Parution : 15 janvier 2017 – Éditeur : Lune Écarlate – Prix papier : 21,01€ – Prix Numérique : 6,99€ – Pages : 320 – Genre : Thriller-horrifique – Fantastique – Ésotérique

Avril 2010, la ville rose est confrontée à une météo capricieuse, désordonnée, mais surtout improbable. Avril 2010, la ville rose est le témoin d’une découverte macabre dans une de ses églises…Avril 2010, un hôpital psychiatrique fait face à une hystérie collective inexpliquée…

Ahriman de Gwenn Aël, a tous les ingrédients pour me plaire. Des cadavres, des faits inexpliqués et le possible avènement de l’antéchrist en prime… Un bouquin qui a tout d’un grand thriller-ésotérique avec une pointe d’horreur qui donne du piment à la lecture.

Une intrigue travaillée doublée d’une plume au service du lecteur, qui, non content d’en prendre plein les yeux avec ces descriptions toutes aussi glauques les unes que les autres, aura, également, le plaisir d’être immergé sans détours, dans cette histoire qui semble tout droit sortie de l’imagination d’un auteur… Oups ! C’est le cas !? Oui c’est bien une histoire, que l’auteur a inventé de toute pièce, une pluie de sang ça n’existe pas… Pourtant le reste si : rituels sataniques, pluies diluviennes inexpliquées, malades au bord de la crise…

Dès les premières lignes, l’auteur nous embarque dans les filets d’une intrigue construite avec fluidité et sans temps morts, sans pour autant perdre le lecteur. Vite ne rime pas avec négligence et hâte à torcher l’histoire, bien au contraire, vite, rime avec urgence… Urgence à comprendre, urgence à dénouer ces meurtres, urgence à contrecarrer les plans maléfiques… Une urgence qui nous prend aux tripes.

Plusieurs informations sont divulguées au fur et à mesure, pour mettre en exergue une intrigue très bien ficelée, puisque l’auteur utilise notamment l’affaire de l’abbé Saunière, curé de Rennes-le-château dont l’immense fortune acquise, reste encore un mystère aujourd’hui. Pour certains, il aurait découvert le trésor des templiers, pour d’autres il aurait conclu un pacte avec le Malin… Une base de travail très intéressante pour ce thriller fantastique, à laquelle l’auteur ajoute la recrudescence du satanisme et le légendaire grimoire d’Ahriman qui aurait été écrit au 9ème siècle, avant de traverser les époques et de sombrer, avec le Titanic, en 1912.

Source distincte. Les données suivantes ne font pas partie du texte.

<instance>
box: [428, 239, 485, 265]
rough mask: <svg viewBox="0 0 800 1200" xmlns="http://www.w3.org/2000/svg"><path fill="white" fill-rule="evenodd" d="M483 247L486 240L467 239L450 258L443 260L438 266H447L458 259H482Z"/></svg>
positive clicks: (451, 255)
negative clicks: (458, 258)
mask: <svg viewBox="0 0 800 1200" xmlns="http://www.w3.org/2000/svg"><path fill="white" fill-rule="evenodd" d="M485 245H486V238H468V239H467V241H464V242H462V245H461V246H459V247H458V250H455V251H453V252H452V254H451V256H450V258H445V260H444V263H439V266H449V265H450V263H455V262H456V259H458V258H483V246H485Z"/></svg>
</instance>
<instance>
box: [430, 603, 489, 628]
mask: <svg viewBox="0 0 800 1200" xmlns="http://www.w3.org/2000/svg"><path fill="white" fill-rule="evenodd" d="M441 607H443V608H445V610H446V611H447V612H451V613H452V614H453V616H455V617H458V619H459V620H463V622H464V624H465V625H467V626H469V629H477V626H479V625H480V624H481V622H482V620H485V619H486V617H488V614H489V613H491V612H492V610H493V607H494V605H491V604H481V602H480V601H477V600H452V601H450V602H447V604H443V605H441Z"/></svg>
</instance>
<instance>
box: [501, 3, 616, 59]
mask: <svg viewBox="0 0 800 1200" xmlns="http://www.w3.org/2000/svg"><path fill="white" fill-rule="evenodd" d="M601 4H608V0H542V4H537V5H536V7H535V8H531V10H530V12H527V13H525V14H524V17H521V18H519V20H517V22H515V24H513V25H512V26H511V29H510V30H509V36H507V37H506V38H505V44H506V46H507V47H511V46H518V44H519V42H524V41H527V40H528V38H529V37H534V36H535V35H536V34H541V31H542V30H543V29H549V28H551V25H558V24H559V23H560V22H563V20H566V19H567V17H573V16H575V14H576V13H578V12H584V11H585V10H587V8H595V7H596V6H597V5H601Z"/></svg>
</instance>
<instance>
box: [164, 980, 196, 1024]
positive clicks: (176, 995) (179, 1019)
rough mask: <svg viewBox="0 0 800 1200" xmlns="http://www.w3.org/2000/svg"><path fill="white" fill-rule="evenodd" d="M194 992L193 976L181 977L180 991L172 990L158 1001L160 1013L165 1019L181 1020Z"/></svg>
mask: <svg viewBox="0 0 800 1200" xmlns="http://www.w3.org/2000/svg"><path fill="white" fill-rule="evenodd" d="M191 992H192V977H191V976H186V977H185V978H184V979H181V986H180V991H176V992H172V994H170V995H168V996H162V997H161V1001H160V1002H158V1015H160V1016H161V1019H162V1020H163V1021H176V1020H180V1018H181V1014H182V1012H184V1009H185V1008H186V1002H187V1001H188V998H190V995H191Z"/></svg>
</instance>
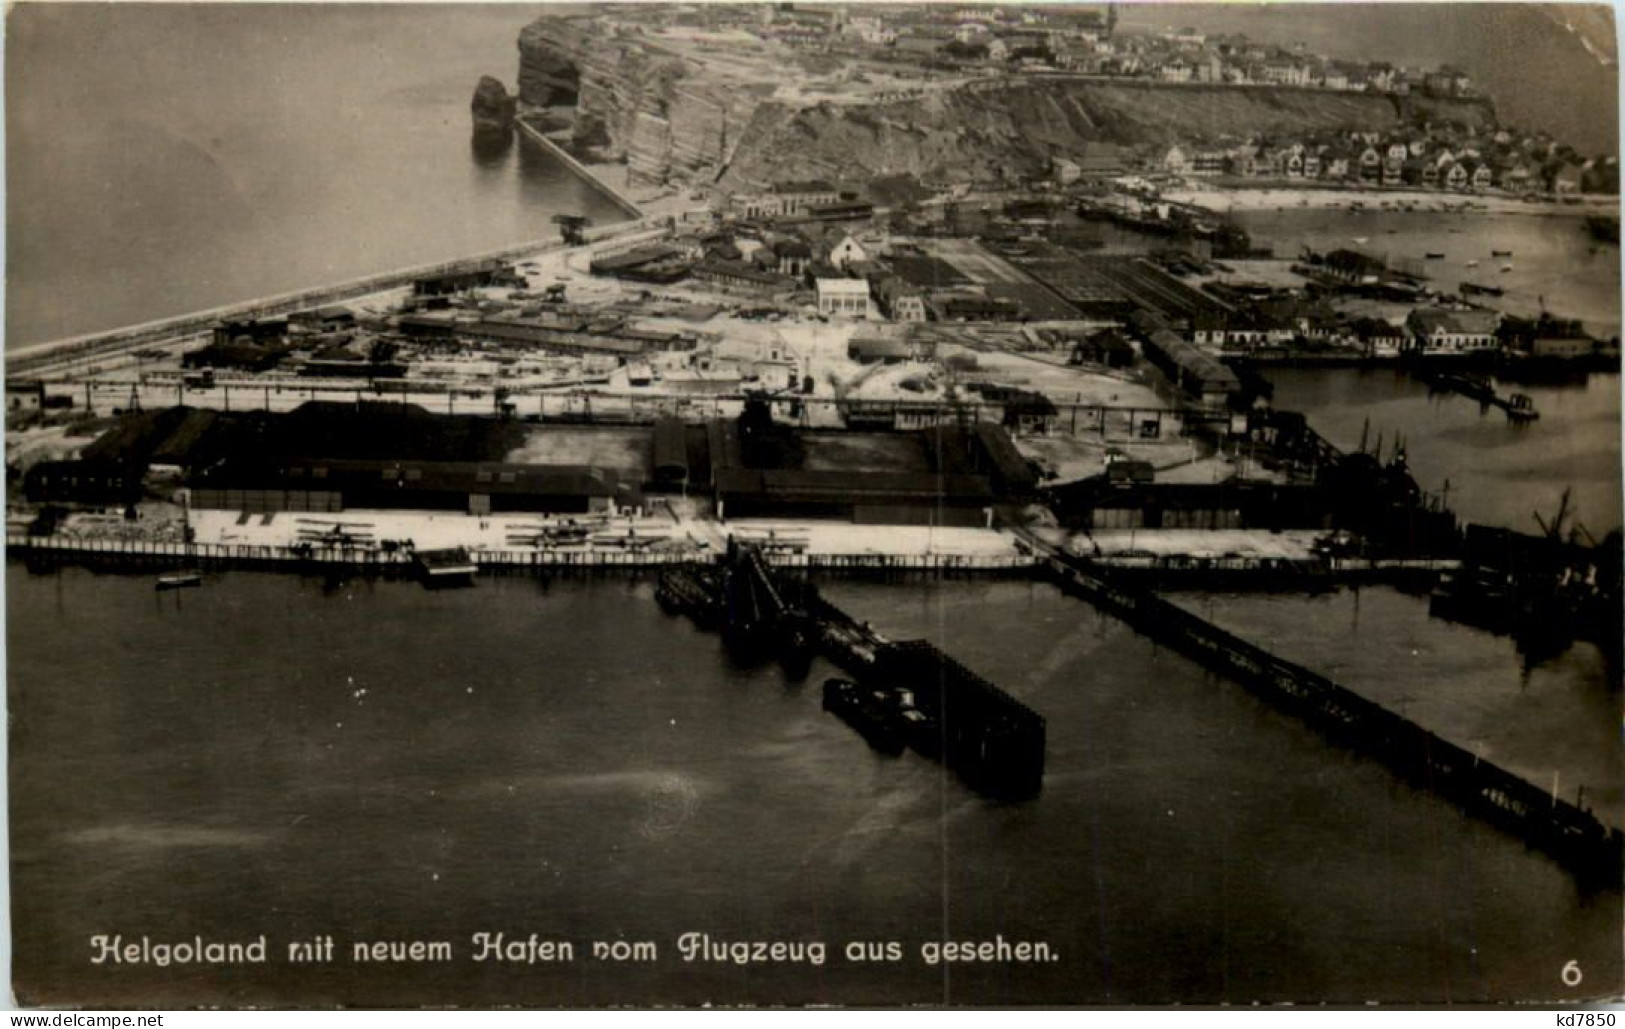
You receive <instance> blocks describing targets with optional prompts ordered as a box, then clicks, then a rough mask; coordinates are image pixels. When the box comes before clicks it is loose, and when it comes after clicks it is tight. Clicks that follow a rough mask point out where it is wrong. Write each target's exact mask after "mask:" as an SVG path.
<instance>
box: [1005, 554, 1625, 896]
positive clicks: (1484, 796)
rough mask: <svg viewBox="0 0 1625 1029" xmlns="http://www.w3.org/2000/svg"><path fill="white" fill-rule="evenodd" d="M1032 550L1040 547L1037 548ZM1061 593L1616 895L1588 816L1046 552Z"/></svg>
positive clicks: (1375, 711) (1107, 574)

« La légende raconte qu’il errerait depuis des siècles sur le continent européen, apparaissant de façon fortuite et disparaissant mystérieusement, semant la mort sur son passage, mais nul ne sait avec exactitude ce qu’il recèle. »

Les personnages viennent tisser une toile de réalité à cette intrigue fantastique, puisque l’être humain oscille entre croire ou non, entre être cartésien ou non… Mais est, aussi, celui qui tient l’arme de la destruction de l’équilibre entre le bien et le mal. L’homme a le choix et en reste le maître…

« Ce pauvre homme qui prie avec ferveur, qui pleure, cette malheureuse âme qui aurait dû être son frère, doit mourir. Il les sent dans sa tête. Les cavaliers. Ils sont là, tout près de lui, à attendre son signal. »

Un roman sombre, qui frôle le genre horrifique (oui je suis dur au mal, il m’en faut beaucoup pour avoir peur), sur fond religieux et fantastique, avec une intrigue finement travaillée qui remonte aux périodes noires de l’inquisition.

GwennNée en 1971 en Normandie, Gwenn Aël écrit depuis sa plus tendre enfance. Elle débute véritablement sa carrière d’écrivain en 1996 avec des nouvelles fantastiques, publiées au sein de divers magazines et anthologies en France et au Canada. Puis elle se lance dans le roman en 2006 et enchaîne plusieurs œuvres publiées par une maison d’édition belge, Chloé des Lys. Sa rencontre avec l’illustrateur de BD Éric Godeau débouche en 2013 sur un projet commun : Wendigo — Les prédateurs de la nuit, un roman illustré.
Ses œuvres mêlent fantastique, surnaturel et suspens.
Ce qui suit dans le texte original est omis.